Ирина с жадностью схватила подарок.
— Дай бог тебе здоровья! — забормотала она. — Ты, наверно, для госпожи готовишь, Аныс?
— Меня к господскому столу на пушечный выстрел не подпускают. Знают, что после меня им ничего не достанется, — захохотала Аныс. — Вот тебе еще.
На этот раз она достала несколько листиков табака. Ирина взяла их негнущимися пальцами и отнесла в дальний угол.
— Потом покурю, — объяснила она, засовывая в рот пустую трубку, — когда больше захочется…

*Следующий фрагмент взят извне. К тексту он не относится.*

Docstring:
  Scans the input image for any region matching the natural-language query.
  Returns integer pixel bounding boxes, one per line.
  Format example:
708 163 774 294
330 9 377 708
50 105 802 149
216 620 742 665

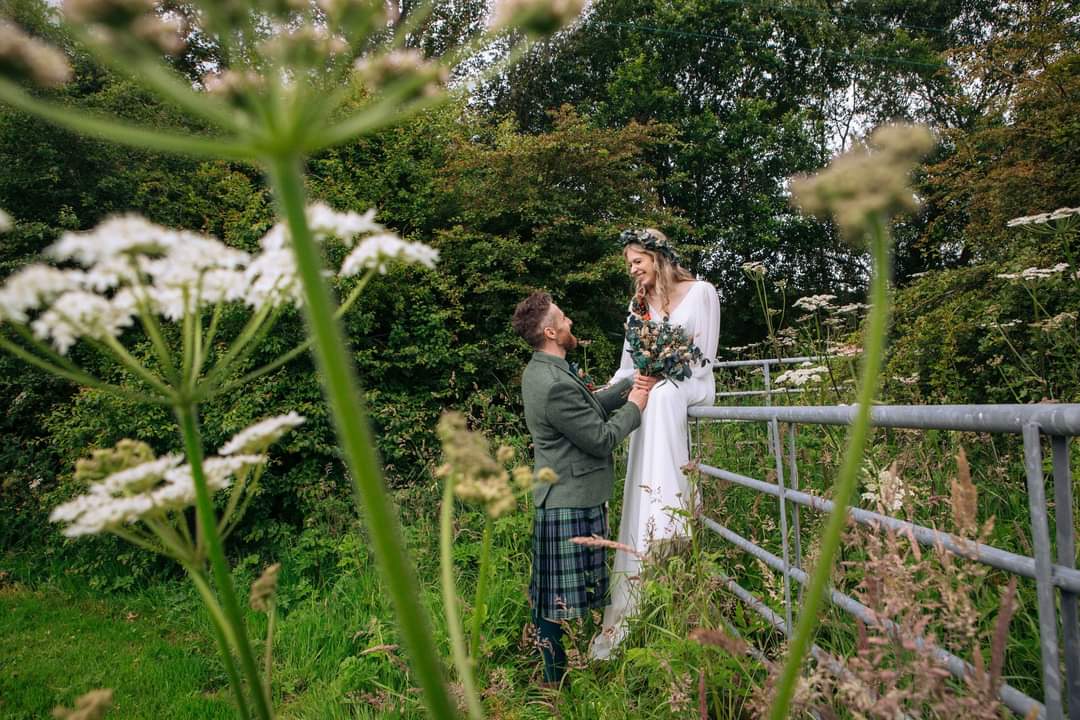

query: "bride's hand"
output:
634 372 660 392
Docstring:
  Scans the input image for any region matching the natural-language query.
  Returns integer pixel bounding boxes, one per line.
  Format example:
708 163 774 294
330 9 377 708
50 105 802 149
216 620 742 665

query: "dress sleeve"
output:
693 281 720 378
608 305 635 385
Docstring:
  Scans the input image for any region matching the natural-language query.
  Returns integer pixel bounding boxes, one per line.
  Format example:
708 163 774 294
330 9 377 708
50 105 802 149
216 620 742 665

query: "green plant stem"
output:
769 215 891 720
438 477 484 720
267 153 455 718
0 78 254 161
185 566 252 720
0 336 171 405
214 269 375 394
469 516 495 662
176 402 273 720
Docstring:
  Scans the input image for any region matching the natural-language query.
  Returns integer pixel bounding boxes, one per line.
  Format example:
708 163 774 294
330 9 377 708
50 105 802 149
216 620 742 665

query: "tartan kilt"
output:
529 505 609 621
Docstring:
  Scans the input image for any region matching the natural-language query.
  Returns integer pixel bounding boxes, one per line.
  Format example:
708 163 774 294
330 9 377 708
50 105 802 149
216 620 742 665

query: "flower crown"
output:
619 228 679 264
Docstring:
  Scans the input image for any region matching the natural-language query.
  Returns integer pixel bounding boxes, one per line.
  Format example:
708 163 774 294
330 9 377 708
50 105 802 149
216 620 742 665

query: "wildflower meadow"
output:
0 0 1080 720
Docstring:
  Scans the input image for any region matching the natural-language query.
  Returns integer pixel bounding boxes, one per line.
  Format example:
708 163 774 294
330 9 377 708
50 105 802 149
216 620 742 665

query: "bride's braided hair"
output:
619 228 693 316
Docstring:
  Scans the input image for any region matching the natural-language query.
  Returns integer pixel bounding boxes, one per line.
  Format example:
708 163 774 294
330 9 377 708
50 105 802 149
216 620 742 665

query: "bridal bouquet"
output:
626 313 705 381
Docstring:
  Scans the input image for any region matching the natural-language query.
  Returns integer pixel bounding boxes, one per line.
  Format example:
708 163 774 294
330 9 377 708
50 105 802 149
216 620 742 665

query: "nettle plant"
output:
0 0 583 719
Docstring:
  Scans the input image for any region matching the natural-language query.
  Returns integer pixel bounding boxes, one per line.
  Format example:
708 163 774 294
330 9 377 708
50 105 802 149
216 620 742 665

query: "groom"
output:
513 291 656 685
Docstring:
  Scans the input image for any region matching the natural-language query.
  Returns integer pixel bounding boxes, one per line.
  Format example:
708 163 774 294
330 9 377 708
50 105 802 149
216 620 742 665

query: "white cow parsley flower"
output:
773 365 828 386
340 233 438 276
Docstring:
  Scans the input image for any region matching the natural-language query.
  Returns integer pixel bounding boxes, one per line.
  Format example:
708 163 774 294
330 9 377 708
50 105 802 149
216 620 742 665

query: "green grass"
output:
6 403 1054 720
0 586 233 720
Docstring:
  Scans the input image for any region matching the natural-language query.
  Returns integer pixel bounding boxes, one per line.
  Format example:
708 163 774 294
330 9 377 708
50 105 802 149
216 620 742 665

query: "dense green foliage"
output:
0 5 1080 717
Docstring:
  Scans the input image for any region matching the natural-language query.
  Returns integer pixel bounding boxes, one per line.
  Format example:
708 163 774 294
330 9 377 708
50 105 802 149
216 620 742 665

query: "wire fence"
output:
689 357 1080 720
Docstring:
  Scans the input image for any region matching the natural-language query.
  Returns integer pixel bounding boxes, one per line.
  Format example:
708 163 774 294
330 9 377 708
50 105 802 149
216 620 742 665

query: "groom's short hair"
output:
511 290 552 348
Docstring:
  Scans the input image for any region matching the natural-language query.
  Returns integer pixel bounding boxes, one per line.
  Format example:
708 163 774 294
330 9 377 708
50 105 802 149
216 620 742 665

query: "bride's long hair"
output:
622 228 694 315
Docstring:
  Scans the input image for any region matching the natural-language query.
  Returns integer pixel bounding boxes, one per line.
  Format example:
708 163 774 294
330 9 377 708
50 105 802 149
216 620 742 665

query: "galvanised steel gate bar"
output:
689 403 1080 720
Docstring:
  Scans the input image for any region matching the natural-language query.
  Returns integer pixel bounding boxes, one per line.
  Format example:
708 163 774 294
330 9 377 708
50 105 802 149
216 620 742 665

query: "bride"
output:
590 228 720 658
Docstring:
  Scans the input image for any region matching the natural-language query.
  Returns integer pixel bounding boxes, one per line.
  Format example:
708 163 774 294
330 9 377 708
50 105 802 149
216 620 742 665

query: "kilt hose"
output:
529 505 609 621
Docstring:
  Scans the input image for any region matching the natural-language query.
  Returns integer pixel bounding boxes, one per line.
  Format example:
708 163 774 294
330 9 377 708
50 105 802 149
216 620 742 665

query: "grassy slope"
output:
0 587 232 720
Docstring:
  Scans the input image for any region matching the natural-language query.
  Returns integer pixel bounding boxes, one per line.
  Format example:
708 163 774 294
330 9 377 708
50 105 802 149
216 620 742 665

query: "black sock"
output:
532 612 566 682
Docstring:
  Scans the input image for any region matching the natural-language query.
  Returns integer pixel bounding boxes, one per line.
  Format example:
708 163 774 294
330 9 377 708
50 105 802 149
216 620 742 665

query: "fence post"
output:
787 422 802 587
1050 435 1080 720
1023 422 1064 720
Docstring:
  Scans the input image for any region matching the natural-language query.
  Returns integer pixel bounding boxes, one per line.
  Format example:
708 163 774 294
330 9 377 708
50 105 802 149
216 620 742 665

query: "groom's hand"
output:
634 372 660 392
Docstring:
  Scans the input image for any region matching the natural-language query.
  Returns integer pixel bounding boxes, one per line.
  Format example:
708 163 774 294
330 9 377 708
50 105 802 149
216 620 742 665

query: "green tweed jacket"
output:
522 352 642 507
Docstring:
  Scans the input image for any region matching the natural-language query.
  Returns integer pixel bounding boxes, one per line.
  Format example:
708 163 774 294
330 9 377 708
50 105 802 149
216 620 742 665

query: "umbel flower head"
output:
791 124 934 241
0 21 71 87
53 688 112 720
435 412 548 517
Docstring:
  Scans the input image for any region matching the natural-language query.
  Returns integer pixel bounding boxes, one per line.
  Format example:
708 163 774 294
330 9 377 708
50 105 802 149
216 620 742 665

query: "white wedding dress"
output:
590 281 720 660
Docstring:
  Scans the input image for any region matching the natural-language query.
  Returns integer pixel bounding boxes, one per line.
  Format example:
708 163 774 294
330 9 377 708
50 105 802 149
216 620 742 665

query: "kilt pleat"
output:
529 505 609 620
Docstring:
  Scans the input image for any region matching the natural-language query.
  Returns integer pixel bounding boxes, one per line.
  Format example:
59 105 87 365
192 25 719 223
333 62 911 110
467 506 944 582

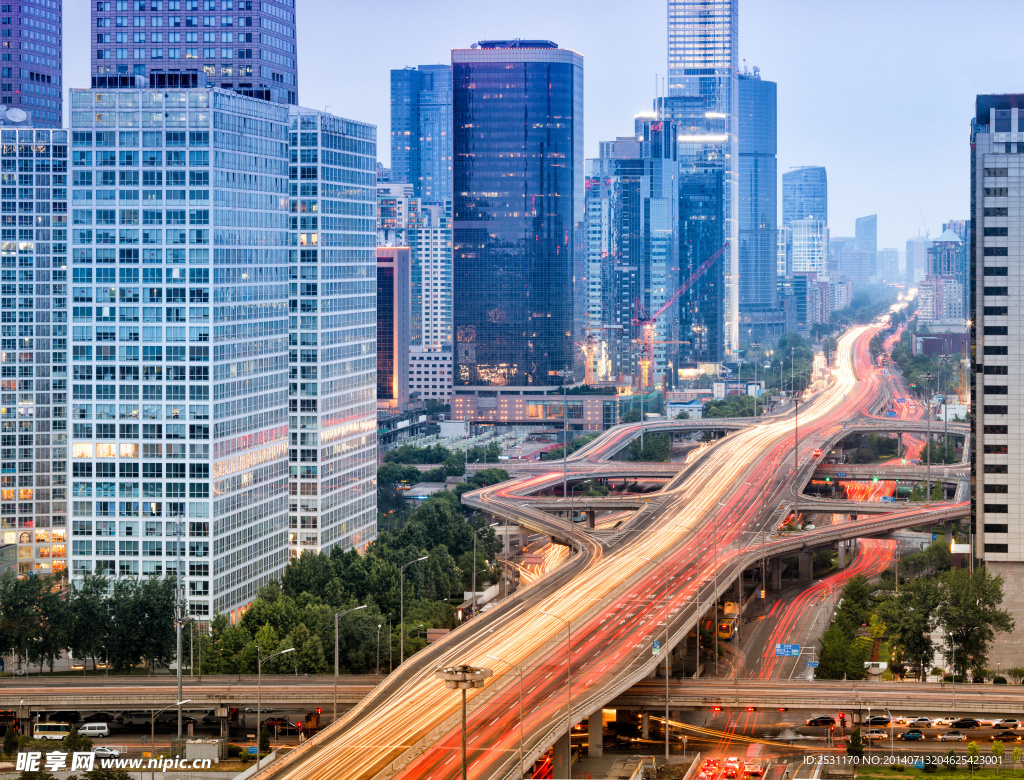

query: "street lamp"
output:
487 655 523 777
256 645 295 772
398 555 428 666
149 699 191 752
331 604 367 723
434 665 495 780
541 609 572 780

— Ирина, — вспомнила Нюргуна, — ну как ваша жалоба? Та, что я писала? Подействовала?
— Кто ж его знает, милая, — покачала головой Ирина, — Говорят — разбирают… Только когда в пользу бедняков разбирали?…
— Ничего. Не унывай!
— А масла госпоже больше пуда не давай, — добавила Аныс. — Так распорядился еще Василий Макарович, хозяин.
— О, добрый он господин, спаси его господь! — куда-то в сторону поклонилась Ирина. — Только… теперь, наверно, Каменная Женщина все повернет по-своему!
Долго махала рукой Ирина вслед девушкам, долго не отпускало Нюргуну щемящее чувство какой-то вины перед ней. Как будто не тетя, а сама она разорила и ограбила этих бедных людей, отняла у полуголодных детишек последний кусок хлеба.
Убегут они с Василием — и останутся эти люди беззащитными. Какое уж там «больше пуда не давай!»